HP has refined the running of prediction markets to make them effective for groups that might be too small to make accurate predictions. Before a market is launched, HP gauges the expertise level of participants and their attitude toward risk—factors that are then used to mathematically adjust the predictions made when participants place their bets on some future outcome. “Our mechanism basically distills the wisdom of the crowd from a very small group,” says Bernardo Huberman, director of the social computing laboratory at HP. This filtering process achieves better results than does a market alone or the predictions of the most knowledgeable members of the group.

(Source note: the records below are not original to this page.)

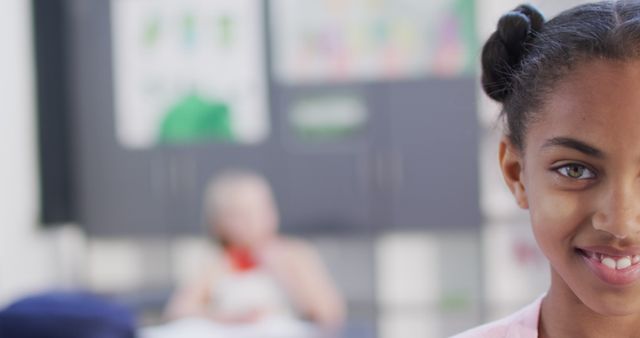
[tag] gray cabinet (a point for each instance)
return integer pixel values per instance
(414, 165)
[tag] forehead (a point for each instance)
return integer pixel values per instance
(598, 102)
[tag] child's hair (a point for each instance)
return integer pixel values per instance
(523, 60)
(221, 187)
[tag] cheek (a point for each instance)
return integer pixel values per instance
(555, 217)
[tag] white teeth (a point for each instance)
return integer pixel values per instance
(619, 264)
(609, 262)
(623, 262)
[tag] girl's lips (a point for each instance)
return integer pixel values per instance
(614, 267)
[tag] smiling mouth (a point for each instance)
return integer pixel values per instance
(609, 261)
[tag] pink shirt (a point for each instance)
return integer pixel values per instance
(522, 324)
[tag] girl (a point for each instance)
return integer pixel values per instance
(570, 95)
(262, 283)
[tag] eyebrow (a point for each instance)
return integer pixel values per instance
(571, 143)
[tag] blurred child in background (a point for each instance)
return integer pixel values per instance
(258, 278)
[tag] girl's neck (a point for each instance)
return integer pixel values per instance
(562, 314)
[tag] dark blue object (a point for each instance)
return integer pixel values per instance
(66, 315)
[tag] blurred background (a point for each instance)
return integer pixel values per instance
(365, 116)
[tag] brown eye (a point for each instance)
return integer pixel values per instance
(576, 171)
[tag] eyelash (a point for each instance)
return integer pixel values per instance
(569, 166)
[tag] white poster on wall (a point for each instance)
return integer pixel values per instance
(189, 71)
(329, 40)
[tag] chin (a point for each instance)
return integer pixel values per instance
(614, 305)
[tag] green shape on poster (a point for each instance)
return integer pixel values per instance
(466, 10)
(195, 119)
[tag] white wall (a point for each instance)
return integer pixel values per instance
(26, 254)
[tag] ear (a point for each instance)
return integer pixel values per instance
(512, 165)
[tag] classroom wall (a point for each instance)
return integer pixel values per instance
(27, 256)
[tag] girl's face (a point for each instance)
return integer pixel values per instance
(579, 176)
(249, 217)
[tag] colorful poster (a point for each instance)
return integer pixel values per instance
(336, 40)
(189, 71)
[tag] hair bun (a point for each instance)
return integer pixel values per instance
(505, 49)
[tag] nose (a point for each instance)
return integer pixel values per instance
(619, 212)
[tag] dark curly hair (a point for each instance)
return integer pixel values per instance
(526, 56)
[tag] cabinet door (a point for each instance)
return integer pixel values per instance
(324, 173)
(433, 158)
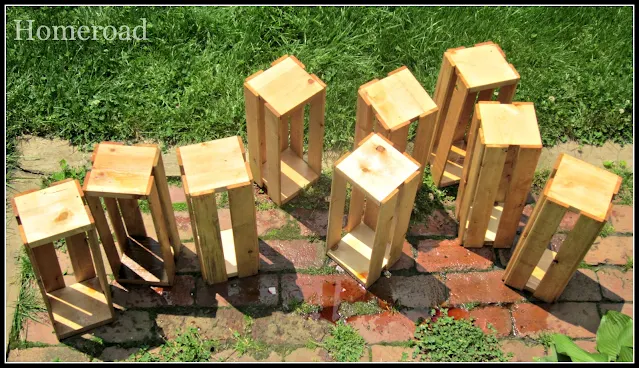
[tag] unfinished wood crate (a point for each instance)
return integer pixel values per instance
(207, 169)
(122, 175)
(505, 143)
(56, 213)
(383, 176)
(466, 75)
(273, 98)
(574, 186)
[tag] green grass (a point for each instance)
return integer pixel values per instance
(184, 84)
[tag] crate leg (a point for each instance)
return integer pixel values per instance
(316, 131)
(336, 210)
(105, 233)
(297, 132)
(566, 262)
(382, 237)
(273, 163)
(80, 256)
(99, 268)
(405, 204)
(522, 176)
(208, 229)
(533, 241)
(159, 223)
(254, 132)
(243, 220)
(169, 216)
(132, 217)
(484, 196)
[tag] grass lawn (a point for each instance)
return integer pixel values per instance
(184, 84)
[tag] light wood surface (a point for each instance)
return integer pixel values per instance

The burgeoning interest in prediction markets evokes the prepoll era of the early 20th century, when betting on election results was ubiquitous. Newspapers would routinely run stories on the odds for a particular candidate, reports that often proved to be surprisingly prescient. In that sense, prediction markets may truly hark back to the future. “My long-run prediction is that newspapers in 2020 will look like newspapers in 1920,” Wharton School’s Wolfers says. If that happens, the wisdom of crowds will have arrived at a juncture that truly rivals the musings of the most seasoned pundits.